Aller au contenu
Journal

Hume nous parle de la composition de la passion amoureuse, enfin:

La passion amoureuse se compose ordinairement de plaisir pris à la vue de la beauté, d’un appétit charnel et aussi d’amitié ou d’affection. Il est très manifeste qu’une relation étroite existe entre ces sentiments et que, par là, ils s’engendrent les uns les autres. Si nous ne disposions d’autres phénomènes pour confirmer la présente thèse, elle se suffirait, à mon avis, à elle seule.

David Hume, Dissertations sur les passions, section III, §7

Encore une fois, Hume fait la démonstration par raison suffisante. À la manière d’un rasoir d’Ockham, à deux explications satisfaisantes, il privilégie toujours la plus simple et la plus évidente.

(Comme quoi Hume n’est pas tout à fait contre les préceptes du rationalisme, au contraire; il est juste assez pragmatique pour se servir de la raison à juste dose – jamais aux dépens des sentiments.)

Les sensations similaires, par exemple celles qui sont agréables, s’engendrent les unes les autres, par association.

Hume constate que le plaisir de l’affection s’accompagne de celui du toucher, surtout quand il y a beauté (ou nécessairement quand il y a beauté?).

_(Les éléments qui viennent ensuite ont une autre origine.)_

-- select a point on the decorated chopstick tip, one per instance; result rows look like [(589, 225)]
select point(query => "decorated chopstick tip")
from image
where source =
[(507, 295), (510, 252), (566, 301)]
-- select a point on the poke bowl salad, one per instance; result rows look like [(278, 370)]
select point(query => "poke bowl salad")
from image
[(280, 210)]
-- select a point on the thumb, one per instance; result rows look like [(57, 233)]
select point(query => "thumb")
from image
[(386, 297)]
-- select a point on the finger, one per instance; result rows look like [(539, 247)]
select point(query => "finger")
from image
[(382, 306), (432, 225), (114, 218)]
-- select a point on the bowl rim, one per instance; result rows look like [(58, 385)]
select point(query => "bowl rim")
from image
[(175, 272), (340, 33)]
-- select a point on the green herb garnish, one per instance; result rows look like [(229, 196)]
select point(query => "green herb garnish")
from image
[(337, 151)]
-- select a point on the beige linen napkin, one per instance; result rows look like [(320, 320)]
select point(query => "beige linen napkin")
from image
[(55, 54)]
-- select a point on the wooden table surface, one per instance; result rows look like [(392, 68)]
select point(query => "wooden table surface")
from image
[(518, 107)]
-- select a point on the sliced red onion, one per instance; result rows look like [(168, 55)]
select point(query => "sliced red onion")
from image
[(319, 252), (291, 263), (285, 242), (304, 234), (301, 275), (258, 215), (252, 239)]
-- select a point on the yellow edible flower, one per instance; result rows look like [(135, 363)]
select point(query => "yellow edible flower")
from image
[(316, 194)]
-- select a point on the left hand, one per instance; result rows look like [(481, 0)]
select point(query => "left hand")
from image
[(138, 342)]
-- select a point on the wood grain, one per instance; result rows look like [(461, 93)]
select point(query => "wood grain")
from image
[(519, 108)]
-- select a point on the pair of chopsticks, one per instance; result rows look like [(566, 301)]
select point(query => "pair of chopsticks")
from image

Y a-t-il un ordre de causalité dans ces trois éléments? Beauté d’abord, envie charnelle ensuite, puis affection, ou l’affection cause-t-elle le désir de toucher? Hume ne s’aventure guère dans ces explications, remarquant simplement que la passion amoureuse fonctionne par cette triade principale d’association, de renforcement mutuel. Se câliner permet de démontrer de l’affection, ou simplement de répondre à «l’appel de la peau»1, ou encore de s’approcher de ce qui est beau.

L’absence d’un de ces éléments de la triade amoureuse laisse-t-elle un trou dans la passion? Une passion sans composante charnelle, «platonique», est-elle vouée à l’infériorité sur une relation charnelle? Hume nous invite toujours à écouter nos sens; et le sens du toucher en est un agréable, il participe de la passion amoureuse, on ne saurait le négliger – surtout d’un point de vue philosophique.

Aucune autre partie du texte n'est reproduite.